The tax authorities issued an assessment, where royalties had been added to the taxable income of “TM Corp”.

Not satisfied with the assessment, an appeal was filed with the Seoul Appeals Commission.

In its appeal, TM Corp stated

(a) Under the transfer pricing policy of “TM Corp”, the overseas sales subsidiary is only compensated for the price within the normal profit margin, and all excess profits related to overseas business are attributed to the claimant, so the economic benefits of using the trademark are also attributed to the claimant.
(b) The Overseas Sales Entity is acting as a mere distributor, purchasing and selling the Products from “TM Corp” under the control and direction of “TM Corp” , while maintaining margins within the normal profitability range, and all major functions, including product research and development, purchasing, production and marketing strategy formulation, are performed by “TM Corp”.
(c) Trademark royalties are paid in exchange for the economic benefits of using the trademark, and in practice, the trademark royalty rate is calculated based on the present value of the brand attributable portion of the future excess profits of the trademark
(d) It is reasonable that “TM Corp” that enjoys excess profits should bear the trademark royalty rate in light of this method of calculating the trademark royalty rate.

Decision

The Appeals Commission was of the opinion that “TM Corp”‘s overseas sales subsidiaries are not mere distributors, but general wholesalers, and that “TM Corp” should receive royalties from the overseas sales subsidiaries for the use of the trademark rights at issue.

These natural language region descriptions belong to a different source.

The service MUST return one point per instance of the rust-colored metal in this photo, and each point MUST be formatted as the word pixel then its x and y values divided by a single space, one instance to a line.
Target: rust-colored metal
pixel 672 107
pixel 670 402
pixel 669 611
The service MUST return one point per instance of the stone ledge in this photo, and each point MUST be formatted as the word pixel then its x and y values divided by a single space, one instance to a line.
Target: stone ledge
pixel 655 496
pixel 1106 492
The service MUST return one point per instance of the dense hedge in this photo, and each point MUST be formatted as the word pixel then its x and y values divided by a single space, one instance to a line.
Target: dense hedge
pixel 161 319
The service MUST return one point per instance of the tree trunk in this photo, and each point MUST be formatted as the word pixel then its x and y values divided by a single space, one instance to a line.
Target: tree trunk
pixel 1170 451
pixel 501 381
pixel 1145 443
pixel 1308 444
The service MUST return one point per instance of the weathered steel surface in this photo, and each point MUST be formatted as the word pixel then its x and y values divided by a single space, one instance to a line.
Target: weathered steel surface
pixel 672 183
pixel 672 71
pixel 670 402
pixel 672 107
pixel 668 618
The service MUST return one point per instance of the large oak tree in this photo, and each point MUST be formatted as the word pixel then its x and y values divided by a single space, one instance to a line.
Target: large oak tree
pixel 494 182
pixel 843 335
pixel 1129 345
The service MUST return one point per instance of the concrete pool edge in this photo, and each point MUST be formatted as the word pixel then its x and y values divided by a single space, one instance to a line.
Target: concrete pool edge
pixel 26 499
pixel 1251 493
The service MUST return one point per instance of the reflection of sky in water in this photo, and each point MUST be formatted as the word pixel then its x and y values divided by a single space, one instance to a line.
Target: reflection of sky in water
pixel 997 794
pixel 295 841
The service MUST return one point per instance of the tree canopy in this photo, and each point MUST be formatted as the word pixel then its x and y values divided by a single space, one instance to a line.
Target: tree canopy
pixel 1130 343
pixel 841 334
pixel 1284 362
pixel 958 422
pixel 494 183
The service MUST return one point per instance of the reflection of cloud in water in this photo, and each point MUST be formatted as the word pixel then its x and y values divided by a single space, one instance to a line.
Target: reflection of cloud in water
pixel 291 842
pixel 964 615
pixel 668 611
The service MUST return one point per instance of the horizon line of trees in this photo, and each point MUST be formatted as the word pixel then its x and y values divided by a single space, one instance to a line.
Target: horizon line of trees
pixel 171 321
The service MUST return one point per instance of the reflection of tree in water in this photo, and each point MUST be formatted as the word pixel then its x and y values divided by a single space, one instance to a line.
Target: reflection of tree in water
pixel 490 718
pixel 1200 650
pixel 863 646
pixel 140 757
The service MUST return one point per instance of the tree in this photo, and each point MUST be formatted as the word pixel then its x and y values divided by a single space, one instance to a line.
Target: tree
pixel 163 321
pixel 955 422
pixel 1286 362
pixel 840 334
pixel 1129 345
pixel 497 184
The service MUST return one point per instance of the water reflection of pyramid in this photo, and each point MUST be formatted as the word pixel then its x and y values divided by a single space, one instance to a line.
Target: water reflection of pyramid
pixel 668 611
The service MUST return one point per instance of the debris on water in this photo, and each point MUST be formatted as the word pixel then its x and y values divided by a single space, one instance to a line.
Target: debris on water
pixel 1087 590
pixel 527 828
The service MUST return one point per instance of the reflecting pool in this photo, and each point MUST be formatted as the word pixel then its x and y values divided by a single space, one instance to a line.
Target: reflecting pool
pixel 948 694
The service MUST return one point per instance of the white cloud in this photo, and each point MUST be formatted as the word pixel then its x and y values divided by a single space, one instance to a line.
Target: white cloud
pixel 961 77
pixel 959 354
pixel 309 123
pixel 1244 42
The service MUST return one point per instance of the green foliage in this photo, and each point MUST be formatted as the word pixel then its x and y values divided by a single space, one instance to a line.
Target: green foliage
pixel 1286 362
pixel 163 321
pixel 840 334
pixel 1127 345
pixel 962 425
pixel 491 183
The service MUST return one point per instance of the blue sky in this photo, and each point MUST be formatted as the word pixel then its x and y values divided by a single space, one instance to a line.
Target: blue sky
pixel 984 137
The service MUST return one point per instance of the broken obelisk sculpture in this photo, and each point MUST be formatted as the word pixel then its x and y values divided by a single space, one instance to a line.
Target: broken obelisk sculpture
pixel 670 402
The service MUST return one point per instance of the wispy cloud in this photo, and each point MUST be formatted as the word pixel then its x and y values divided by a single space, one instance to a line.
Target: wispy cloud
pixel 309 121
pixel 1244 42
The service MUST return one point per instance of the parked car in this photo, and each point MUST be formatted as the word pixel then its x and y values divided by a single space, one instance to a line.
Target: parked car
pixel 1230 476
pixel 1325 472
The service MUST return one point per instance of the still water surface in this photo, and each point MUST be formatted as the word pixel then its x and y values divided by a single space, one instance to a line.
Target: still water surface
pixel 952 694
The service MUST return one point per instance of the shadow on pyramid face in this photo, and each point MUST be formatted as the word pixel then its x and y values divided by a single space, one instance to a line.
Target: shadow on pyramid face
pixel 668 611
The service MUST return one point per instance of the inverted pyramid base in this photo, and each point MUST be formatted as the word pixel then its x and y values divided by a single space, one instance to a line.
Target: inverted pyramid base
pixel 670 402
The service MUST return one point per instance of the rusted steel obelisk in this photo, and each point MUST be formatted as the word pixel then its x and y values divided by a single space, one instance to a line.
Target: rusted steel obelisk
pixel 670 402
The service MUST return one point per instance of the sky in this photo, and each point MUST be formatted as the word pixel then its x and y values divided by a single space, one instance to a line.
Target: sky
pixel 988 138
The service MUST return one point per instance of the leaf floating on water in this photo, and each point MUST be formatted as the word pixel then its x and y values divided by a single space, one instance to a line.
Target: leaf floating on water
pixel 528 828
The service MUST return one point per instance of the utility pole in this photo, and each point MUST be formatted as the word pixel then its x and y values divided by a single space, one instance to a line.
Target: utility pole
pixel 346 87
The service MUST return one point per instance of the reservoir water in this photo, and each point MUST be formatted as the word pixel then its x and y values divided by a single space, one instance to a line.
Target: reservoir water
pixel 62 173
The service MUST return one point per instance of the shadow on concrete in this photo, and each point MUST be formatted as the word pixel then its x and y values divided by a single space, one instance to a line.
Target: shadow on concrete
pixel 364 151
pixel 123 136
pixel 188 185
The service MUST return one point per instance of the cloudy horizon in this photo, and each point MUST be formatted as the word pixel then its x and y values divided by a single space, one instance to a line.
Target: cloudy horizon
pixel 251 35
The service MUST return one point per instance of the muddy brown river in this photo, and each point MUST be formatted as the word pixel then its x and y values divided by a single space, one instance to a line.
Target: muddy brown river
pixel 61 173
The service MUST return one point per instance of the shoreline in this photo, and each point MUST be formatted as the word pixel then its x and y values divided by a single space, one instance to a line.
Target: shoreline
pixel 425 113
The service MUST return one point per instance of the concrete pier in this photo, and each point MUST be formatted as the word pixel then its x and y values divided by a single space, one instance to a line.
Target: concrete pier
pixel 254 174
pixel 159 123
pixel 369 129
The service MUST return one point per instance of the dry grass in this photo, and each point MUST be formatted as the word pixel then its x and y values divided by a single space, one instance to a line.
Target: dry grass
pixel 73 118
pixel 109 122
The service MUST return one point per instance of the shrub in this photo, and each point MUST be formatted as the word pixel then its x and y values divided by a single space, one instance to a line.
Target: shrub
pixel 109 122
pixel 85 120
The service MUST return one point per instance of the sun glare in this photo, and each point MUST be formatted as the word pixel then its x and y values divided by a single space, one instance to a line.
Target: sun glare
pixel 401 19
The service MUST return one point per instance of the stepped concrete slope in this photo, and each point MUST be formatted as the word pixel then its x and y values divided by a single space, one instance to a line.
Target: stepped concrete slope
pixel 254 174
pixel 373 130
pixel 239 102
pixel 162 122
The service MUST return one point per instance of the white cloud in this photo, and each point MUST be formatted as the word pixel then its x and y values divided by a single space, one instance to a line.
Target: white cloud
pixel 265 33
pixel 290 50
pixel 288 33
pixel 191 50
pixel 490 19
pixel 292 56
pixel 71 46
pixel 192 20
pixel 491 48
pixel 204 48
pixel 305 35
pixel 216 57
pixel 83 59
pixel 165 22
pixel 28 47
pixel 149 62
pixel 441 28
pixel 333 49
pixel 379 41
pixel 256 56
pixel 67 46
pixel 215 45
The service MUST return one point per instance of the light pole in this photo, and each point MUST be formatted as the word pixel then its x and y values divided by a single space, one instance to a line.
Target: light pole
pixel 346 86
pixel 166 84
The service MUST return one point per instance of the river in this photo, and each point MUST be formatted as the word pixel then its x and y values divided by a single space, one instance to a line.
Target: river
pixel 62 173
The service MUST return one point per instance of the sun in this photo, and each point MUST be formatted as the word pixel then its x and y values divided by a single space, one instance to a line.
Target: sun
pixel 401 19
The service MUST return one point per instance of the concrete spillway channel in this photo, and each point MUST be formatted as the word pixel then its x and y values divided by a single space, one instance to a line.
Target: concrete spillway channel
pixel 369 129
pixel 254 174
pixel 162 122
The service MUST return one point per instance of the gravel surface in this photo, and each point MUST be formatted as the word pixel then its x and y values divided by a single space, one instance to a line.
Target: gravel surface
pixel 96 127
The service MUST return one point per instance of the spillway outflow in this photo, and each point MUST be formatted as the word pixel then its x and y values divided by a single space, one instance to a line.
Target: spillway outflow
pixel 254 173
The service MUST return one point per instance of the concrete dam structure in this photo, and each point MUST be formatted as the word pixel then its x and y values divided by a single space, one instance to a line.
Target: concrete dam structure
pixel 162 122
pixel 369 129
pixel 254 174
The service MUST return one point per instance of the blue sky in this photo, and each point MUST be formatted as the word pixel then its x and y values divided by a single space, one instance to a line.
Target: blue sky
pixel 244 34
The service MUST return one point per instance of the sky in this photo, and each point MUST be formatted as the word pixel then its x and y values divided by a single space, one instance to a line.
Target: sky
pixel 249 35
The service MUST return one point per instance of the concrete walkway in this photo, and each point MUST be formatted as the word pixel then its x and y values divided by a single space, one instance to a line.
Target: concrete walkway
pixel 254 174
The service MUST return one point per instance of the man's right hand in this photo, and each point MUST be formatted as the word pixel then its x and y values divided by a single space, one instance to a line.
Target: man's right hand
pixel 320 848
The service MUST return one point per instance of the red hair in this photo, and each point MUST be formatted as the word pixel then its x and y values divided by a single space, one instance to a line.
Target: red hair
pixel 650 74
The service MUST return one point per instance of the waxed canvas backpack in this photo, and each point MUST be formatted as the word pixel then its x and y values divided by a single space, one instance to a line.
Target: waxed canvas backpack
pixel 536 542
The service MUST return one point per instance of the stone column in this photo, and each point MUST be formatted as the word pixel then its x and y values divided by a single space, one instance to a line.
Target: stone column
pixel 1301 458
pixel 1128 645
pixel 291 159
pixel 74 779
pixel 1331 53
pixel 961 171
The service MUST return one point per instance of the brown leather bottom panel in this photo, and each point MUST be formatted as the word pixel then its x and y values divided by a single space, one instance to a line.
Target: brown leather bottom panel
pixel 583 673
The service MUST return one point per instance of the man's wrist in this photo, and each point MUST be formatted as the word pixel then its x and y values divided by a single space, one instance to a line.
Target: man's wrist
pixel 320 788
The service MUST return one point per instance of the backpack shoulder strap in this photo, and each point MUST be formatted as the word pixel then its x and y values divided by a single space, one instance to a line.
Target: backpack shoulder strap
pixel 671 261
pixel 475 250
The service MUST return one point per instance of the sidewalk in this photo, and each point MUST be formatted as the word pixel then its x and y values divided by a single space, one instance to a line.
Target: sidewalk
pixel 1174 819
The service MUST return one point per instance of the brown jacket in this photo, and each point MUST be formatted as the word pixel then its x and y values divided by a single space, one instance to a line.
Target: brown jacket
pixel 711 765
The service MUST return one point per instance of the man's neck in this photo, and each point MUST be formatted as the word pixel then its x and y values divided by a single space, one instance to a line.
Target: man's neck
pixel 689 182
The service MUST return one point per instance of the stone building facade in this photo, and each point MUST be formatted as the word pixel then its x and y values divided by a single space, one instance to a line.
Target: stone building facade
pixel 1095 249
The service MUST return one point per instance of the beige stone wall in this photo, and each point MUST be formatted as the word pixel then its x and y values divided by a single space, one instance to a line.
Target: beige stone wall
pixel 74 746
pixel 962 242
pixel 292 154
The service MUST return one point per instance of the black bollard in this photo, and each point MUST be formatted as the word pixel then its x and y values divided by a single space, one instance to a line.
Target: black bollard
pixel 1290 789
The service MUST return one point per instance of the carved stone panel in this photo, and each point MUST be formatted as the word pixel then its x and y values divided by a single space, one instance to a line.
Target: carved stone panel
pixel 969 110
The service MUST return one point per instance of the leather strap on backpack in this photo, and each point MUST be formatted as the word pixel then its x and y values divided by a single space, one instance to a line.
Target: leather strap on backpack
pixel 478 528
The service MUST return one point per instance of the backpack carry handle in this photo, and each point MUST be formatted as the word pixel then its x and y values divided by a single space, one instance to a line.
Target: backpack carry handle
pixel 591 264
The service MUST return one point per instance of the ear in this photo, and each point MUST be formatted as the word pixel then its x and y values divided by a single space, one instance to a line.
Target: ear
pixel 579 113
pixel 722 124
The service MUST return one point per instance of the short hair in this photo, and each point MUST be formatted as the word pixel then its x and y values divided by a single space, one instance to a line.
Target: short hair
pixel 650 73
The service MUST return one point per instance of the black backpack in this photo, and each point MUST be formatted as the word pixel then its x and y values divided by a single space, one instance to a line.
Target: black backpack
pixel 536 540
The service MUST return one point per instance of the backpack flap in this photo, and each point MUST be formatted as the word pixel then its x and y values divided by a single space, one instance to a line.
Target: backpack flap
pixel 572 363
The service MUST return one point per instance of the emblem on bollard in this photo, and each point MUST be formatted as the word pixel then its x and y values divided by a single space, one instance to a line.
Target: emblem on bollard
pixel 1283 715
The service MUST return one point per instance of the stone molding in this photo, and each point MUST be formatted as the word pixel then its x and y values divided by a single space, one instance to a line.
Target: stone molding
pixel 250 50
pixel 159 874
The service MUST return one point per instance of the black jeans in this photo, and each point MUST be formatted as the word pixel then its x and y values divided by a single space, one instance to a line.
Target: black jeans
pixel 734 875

In view of the fact that the personnel composition of “TM Corp”‘s overseas sales subsidiaries is relatively small, ranging from 6 (OOO subsidiary) to 21 (OOO subsidiary), making it difficult to consider them as general wholesalers, and that the transfer pricing reports of the OOO group alone do not indicate that “TM Corp”‘s overseas sales subsidiaries are in the same position as the overseas production subsidiaries that pay “TM Corp” the royalties for the use of the trademark in question, the decision to deduct the OOO on the grounds that the claimant did not receive the royalties for the use of the trademark in question from the overseas sales subsidiaries is erroneous.”

In its decision reference was made to the paragraphs in the OECD TPG para 6.4, 6.10, 6.11, 6.13 and para. 41 in the annex to chapter 6.